‘La lista de Schindler’: Merecido reestreno de un clásico
Se cumplen 25 años de 'La lista de Schindler' y volverá remasterizada en las pantallas comerciales a finales de este mes
Es saludable conmemorar inaplazablemente ciertos aniversarios, incluidos los retratos más poderosos e insoportables que ha realizado el cine sobre el horror absoluto, el exterminio largo y disfrutado, la capacidad del ser humano para superar a las bestias. Se cumplen 25 años del estreno de La lista de Schindler y va a reestrenarse remasterizada en las pantallas comerciales a finales de este mes. Y les garantizo a los espectadores que la desconozcan que van a pasar uno de los momentos más tenebrosos de su cinéfila existencia. También es probable que se les salten las lágrimas, que sientan estupefacto odio hacia los verdugos e inútil compasión hacia sus victimas. Es, junto al documental de nueve horas, Shoah (a cuyo director, el iracundo Claude Lanzmann, no le gustaba nada La lista de Schindler), lo más impresionante que he visto sobre el Holocausto, la aniquilación en estado puro y también sofisticado. Y te hiela la sangre el acorralamiento y la brutal supervivencia después de la matanza de su familia y de su raza que soporta aquel virtuoso músico de Varsovia en El pianista.
Y no me olvido de que en un par de días los hutus degollaron en Ruanda (a machete, de cerca, empapándose de sangre ajena, con lo que ello implica) a más de un millón de tutsis. Y que en su humanística y sensata labor para lograr la rendición de Japón, Estados Unidos masacró Hiroshima y Nagasaki con dos bombas atómicas. Los muertos, la población civil, no debieron de sufrir demasiado, la muerte sería inmediata, pero el calvario terrenal de los supervivientes todavía dura. Y, por supuesto, Hollywood no ha rodado nunca, ni lo hará, una superproducción sobre esa inolvidable barbarie.

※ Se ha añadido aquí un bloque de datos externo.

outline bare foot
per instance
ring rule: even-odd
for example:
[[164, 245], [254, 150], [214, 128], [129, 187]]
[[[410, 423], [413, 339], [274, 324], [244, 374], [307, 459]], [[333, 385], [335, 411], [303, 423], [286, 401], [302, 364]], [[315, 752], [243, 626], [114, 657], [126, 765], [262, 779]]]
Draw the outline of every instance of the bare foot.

Steven Spielberg cuenta en La lista de Schindler la paradójica y milagrosa historia de un negociante muy golfo, afiliado al partido nazi, que ha descubierto que los gerifaltes, además de fanáticos, también son profundamente corruptos, que ofreciéndoles sexo, diamantes y pastón puede lograr bisnes opulentos, fabricando material de guerra en sus fábricas. Pero ocurre que Oskar Schindler, el oportunista, el cínico, el corruptor, descubre que también posee alma, piedad, capacidad para horrorizarse. Y utilizando como mano de obra los prisioneros judíos, logró salvar con ingenio y coraje la vida de centenares de ellos. Y eso fue real, hermoso, emocionante. La tumba de ese hombre pragmático y heroico recibe el homenaje y el agradecimiento de muchas de las personas a las que salvó en la secuencia final (para mí innecesaria, pero al Spielberg productor siempre le ha gustado subrayar los desenlaces para que el espectador se vaya tranquilo a casa) de esta película tan necesaria como admirable.

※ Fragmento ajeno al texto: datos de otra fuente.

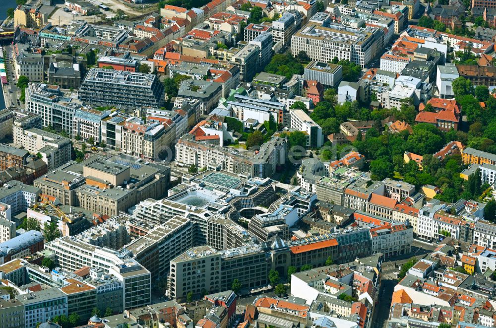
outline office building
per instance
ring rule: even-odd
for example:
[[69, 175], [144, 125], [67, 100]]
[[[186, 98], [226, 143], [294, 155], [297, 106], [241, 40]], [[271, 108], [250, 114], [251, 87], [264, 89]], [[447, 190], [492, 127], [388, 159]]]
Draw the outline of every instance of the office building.
[[12, 135], [14, 113], [8, 109], [0, 111], [0, 140]]
[[290, 113], [291, 115], [290, 128], [304, 132], [308, 135], [307, 147], [321, 147], [323, 143], [322, 128], [301, 109], [291, 110]]
[[305, 51], [312, 60], [329, 63], [334, 58], [364, 67], [382, 49], [382, 29], [352, 28], [331, 23], [329, 15], [315, 14], [291, 40], [291, 53]]
[[74, 115], [72, 133], [79, 135], [83, 140], [93, 138], [95, 142], [101, 140], [101, 121], [110, 115], [110, 111], [81, 107], [76, 110]]
[[436, 86], [439, 91], [439, 98], [449, 99], [454, 97], [452, 83], [459, 76], [456, 67], [453, 64], [437, 66]]
[[40, 191], [39, 188], [12, 180], [0, 188], [0, 202], [10, 205], [12, 215], [16, 215], [34, 205]]
[[26, 109], [40, 115], [43, 127], [72, 135], [74, 114], [80, 104], [63, 97], [59, 86], [30, 82], [25, 91]]
[[285, 12], [277, 20], [273, 21], [270, 33], [274, 42], [281, 41], [284, 45], [289, 45], [296, 29], [295, 23], [295, 16], [289, 12]]
[[0, 244], [0, 263], [13, 259], [22, 259], [43, 249], [43, 236], [30, 230]]
[[67, 297], [54, 287], [17, 295], [16, 298], [24, 306], [26, 328], [35, 328], [57, 316], [68, 315]]
[[40, 10], [40, 7], [28, 4], [18, 6], [14, 10], [14, 25], [40, 28], [48, 21], [48, 13]]
[[222, 85], [220, 83], [203, 80], [186, 80], [179, 86], [174, 105], [180, 108], [185, 99], [197, 100], [201, 114], [208, 115], [218, 104], [222, 95]]
[[[272, 38], [273, 39], [273, 36]], [[259, 70], [257, 63], [259, 60], [260, 51], [257, 45], [248, 43], [231, 57], [230, 62], [240, 68], [240, 79], [241, 81], [251, 81], [255, 74]]]
[[245, 41], [249, 42], [262, 33], [270, 33], [272, 26], [269, 24], [258, 24], [251, 23], [245, 28]]
[[305, 68], [307, 80], [318, 81], [328, 87], [337, 85], [343, 78], [343, 66], [312, 61]]
[[48, 170], [70, 160], [72, 146], [68, 138], [36, 128], [17, 129], [16, 132], [14, 142], [32, 154], [41, 154]]
[[176, 216], [135, 239], [125, 249], [150, 271], [152, 279], [158, 279], [167, 275], [171, 260], [192, 246], [192, 234], [191, 220]]
[[165, 101], [163, 86], [156, 75], [94, 67], [78, 93], [83, 101], [98, 106], [157, 108]]
[[257, 153], [243, 153], [198, 141], [193, 136], [186, 135], [176, 144], [176, 160], [197, 167], [220, 165], [223, 170], [232, 173], [248, 172], [265, 178], [271, 177], [282, 163], [287, 147], [284, 140], [274, 138], [262, 144]]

El salvador Schindler, modélicamente interpretado por Liam Neeson, actor con una presencia y una personalidad que podrían pertenecer a la época dorada del cine, y especializado lamentablemente desde hace demasiado tiempo en dar vida al mismo personaje en cine de acción, aquí está eminente. Al igual que Ben Kingsley, como el inteligente contable judío que sabe que su supervivencia y la de los suyos está en función de su productividad para los carceleros.
Si a estos personajes los recuerdas con respeto y amor, es imposible olvidarse de Amon Göth, una de las mejores encarnaciones del mal que ha creado el cine. La del jefe del campo de concentración de Plaszów, sádico y ciclotímico, alcohólico embrutecido, capaz de asesinar o conceder el perdón en función de sus resacas y de atributos que él cree divinos; corrupto y vil, implacablemente inmune al dolor y la humillación ajenas, matarife de ancianos, mujeres y niños que él considera ganado. Fue la primera vez que vi a Ralph Fiennes. Jamás ha vuelto a igualar esa memorable interpretación. Y lo pavoroso es que no es ficción, que la realidad debió de ser como la relata Spielberg, o aún peor. Es un clásico La lista de Schindler. Nunca envejecerá.